The GDPR is intended to achieve a high level of security of network and information systems across the EU and give individuals greater control over their own personal data. It applies to all EU member states and will impose significant compliance issues for any organisation which holds 'protected data'. Although it is European legislation, the Government has indicated that the GDPR will remain on the UK statute books after Brexit and, to this end, the DPA 2018 was enacted, replacing the Data Protection Act 1998 and building on existing data protection rights in order to take into account developments in digital technology and the way organisations often collect a wide range of information about people.

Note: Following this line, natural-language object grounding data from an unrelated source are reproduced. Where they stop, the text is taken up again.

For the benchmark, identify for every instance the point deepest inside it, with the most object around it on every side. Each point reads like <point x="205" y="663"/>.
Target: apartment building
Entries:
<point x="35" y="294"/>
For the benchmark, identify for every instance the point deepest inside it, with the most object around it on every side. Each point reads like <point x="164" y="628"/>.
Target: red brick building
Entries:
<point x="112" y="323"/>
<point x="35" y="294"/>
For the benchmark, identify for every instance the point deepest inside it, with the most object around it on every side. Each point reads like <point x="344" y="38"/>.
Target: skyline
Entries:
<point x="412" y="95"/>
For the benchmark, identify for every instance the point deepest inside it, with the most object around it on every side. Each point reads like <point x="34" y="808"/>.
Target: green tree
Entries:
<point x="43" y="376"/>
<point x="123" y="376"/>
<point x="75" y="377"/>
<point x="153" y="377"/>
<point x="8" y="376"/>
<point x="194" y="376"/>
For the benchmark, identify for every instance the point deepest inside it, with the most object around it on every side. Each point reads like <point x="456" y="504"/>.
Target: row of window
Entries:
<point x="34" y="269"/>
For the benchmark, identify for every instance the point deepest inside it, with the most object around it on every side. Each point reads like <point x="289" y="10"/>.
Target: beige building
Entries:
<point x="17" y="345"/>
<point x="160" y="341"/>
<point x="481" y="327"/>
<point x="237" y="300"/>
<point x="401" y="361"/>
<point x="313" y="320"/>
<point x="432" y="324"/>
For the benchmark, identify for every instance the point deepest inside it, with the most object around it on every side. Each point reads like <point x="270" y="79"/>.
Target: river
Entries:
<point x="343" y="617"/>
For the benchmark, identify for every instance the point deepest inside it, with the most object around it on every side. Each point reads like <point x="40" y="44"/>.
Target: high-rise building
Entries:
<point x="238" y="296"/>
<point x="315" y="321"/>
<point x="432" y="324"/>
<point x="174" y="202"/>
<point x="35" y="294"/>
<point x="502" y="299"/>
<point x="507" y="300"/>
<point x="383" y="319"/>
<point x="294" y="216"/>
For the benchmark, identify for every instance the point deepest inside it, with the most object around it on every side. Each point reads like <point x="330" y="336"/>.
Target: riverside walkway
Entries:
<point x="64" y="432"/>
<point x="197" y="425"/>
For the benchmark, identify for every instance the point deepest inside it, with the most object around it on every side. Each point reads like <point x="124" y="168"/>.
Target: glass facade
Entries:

The GDPR regulates the processing of protected data by organisations operating within the EU and those outside the EU that offer goods or services to individuals in the EU. It builds on existing data protection principles, but also makes significant changes, imposing stricter rules concerning the holding and management of data and also the use of personal data for commercial purposes. The most significant addition is the 'accountability principle', whereby data controllers must keep records to demonstrate how they comply with the data protection principles – for example by documenting the decisions taken about a processing activity.
The penalties for non-compliance with the GDPR can be very substantial – for serious breaches, up to 4 per cent of global turnover or €20 million, whichever is the higher.
For anyone who has missed the deadline for compliance, the Information Commissioner's Office has comprehensive guidance on the GDPR to help organisations comply with its requirements. It is designed for those who have day-to-day responsibility for data protection.
The guidance covers the key points that organisations need to know, referring to the DPA 2018 where it is relevant, and includes links to relevant sections of the GDPR itself, to other ICO guidance and to guidance produced by the EU's Article 29 Working Party – now the European Data Protection Board.
The ICO intends to continue to develop new guidance and review its resources on an ongoing basis in order to take into account feedback from organisations as to their needs.
In the longer term, the ICO will publish further guidance, under the umbrella of a new Guide to Data Protection, which will cover the GDPR and the DPA 2018, as well as law enforcement, the applied GDPR and other relevant provisions.